Sexism in the drinks industry doesn’t just come from colleagues – women experience this from customers, too.

‘There’s a certain look that only women will understand,’ says Emily. ‘Those looks that would make you feel so uncomfortable.

‘This is your place of work, but you almost feel uncomfortable bringing it up to a manager because they are male and they probably don’t understand.’

There’s an unspoken culture, Emily feels, to just ‘get on with it’ because you ‘don’t want to upset’ clientele and guests.

Admitting there are other experiences she feels unable to share, she adds: ‘Women have worked so hard to get where they’ve got in the industry and for that reason, to speak out or name names, it jeopardises everything they’ve worked really hard for.

‘If you speak out you’re putting a stamp on yourself.’

Caroline Palma de Azevedo, who now heads up UK drinks company Home Tipple with two men, used to be a sommelier in France and says she experienced sexism throughout her career.

She says: ‘There is an older generation in this industry that is very male dominated. They seem to sometimes dismiss a woman that has a lot of knowledge or are not taken as seriously.’

Like Emily, she’s experienced this from clients, too, who have asked to speak to ‘the man’ about drinks, rather than her, a qualified woman.

‘I cannot count how many times that happened,’ she says.

Appealing to male customers also informed the hiring process. When waitress vacancies opened at a former workplace in France, Caroline witnessed looks being taken into consideration, rather than just the women’s experience and skills.

‘They would see if the girl was pretty or not – probably 50% of the CV or what they were looking for was “Does she look good?” and it was openly talked about, like “Oh we can’t have this girl, she’s not pretty”.’

Caroline says she has also been paid less for holding the same job title as male colleagues and has experienced false gestures of equality, which she compares to companies that ‘put a little recycled paper on your label just to put a premium price on your wine’.

‘This could equate to restaurants or companies that put female presence on their team at the forefront because it looks good for their customers, but many times the female employees are paid less for doing the same job and having the same workload as their male colleagues,’ she explains.

‘I have experienced this first hand and witnessed this too, as many female friends that work as bartenders and sommeliers have experienced the same.’

Since moving out of hospitality to work in a startup, Caroline says she’s felt more ’empowered’ and counts herself lucky when she hears stories from female drinks industry friends.

Ultimately, women in the industry bear the mental load of these oh-so-common experiences of sexism.

‘Some days it makes you really humiliated, like I study so much, like it’s not my first language – I speak French, I speak English – I try so hard to be here and this person doesn’t even know and is discarding me,’ Caroline says.

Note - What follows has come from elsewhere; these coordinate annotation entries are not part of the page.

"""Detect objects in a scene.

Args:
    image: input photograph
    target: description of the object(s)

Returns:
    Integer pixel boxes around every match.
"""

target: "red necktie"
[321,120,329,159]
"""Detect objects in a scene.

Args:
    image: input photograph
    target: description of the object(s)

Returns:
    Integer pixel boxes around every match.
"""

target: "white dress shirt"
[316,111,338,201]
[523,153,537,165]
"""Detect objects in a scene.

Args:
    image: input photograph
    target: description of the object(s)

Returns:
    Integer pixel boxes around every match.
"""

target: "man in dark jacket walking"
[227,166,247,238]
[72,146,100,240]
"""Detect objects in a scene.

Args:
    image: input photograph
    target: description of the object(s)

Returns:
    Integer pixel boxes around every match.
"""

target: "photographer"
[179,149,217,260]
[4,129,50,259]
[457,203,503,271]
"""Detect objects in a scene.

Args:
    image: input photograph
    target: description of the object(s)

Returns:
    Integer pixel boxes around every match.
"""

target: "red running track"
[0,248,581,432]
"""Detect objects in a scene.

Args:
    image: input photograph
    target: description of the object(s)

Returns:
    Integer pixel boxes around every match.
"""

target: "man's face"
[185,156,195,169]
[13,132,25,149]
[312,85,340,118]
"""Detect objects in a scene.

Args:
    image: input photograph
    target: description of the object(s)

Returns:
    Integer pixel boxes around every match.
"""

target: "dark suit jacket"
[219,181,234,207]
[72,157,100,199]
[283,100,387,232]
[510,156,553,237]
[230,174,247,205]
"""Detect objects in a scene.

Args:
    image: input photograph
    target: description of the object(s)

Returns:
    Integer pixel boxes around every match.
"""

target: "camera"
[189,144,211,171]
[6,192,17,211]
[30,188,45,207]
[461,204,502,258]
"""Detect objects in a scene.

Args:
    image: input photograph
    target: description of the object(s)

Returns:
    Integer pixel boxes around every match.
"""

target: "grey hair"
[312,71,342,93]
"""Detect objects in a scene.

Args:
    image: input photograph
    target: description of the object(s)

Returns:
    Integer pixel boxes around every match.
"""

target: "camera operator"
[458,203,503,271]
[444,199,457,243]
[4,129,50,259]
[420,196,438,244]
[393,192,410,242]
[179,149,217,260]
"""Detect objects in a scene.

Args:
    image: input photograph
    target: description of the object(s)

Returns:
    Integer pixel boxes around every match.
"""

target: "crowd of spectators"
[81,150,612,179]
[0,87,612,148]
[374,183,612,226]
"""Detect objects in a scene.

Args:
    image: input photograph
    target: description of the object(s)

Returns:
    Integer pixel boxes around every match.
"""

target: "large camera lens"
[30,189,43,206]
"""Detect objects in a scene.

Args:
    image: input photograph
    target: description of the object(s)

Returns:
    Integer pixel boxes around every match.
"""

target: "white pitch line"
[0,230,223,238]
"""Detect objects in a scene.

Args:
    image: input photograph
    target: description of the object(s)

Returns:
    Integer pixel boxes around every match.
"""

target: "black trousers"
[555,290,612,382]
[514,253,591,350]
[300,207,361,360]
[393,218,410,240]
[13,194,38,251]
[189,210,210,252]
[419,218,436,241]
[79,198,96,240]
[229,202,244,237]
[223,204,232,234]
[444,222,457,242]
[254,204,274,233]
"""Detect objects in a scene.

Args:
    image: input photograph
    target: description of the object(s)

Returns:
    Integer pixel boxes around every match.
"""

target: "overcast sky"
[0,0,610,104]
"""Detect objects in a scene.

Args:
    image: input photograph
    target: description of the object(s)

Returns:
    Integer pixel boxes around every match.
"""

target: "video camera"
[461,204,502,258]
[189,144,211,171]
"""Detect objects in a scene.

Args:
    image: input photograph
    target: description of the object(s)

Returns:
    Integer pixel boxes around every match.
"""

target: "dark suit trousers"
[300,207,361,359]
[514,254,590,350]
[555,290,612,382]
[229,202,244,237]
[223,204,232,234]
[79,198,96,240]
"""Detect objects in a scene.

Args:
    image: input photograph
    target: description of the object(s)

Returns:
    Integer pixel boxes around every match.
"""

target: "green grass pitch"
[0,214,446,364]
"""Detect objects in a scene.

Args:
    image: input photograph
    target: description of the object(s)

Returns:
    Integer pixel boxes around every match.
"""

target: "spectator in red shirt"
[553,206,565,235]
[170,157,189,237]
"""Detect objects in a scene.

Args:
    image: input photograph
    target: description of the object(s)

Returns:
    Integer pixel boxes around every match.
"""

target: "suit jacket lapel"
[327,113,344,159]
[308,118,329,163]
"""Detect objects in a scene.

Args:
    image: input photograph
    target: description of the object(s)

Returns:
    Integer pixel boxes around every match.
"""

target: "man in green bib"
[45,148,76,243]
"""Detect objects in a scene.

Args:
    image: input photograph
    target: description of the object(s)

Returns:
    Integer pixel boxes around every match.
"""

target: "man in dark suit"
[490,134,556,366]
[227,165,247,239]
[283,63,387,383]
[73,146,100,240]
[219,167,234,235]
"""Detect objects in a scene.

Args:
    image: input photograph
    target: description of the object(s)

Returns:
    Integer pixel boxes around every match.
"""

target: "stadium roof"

‘It can make you feel really low.’

When we contacted official drinks unions and charities to comment on the issue of sexism in the industry, all were reluctant or didn’t feel able to comment due to a lack of research.

If the bodies who have the authority to freely lead a conversation on sexism in the drinks world are hesitant, who will take on that task to drive change?

As has happened in the past, it falls to the women themselves.

Joe Fattorini was contacted for comment but did not respond. We will update this article if a statement is received.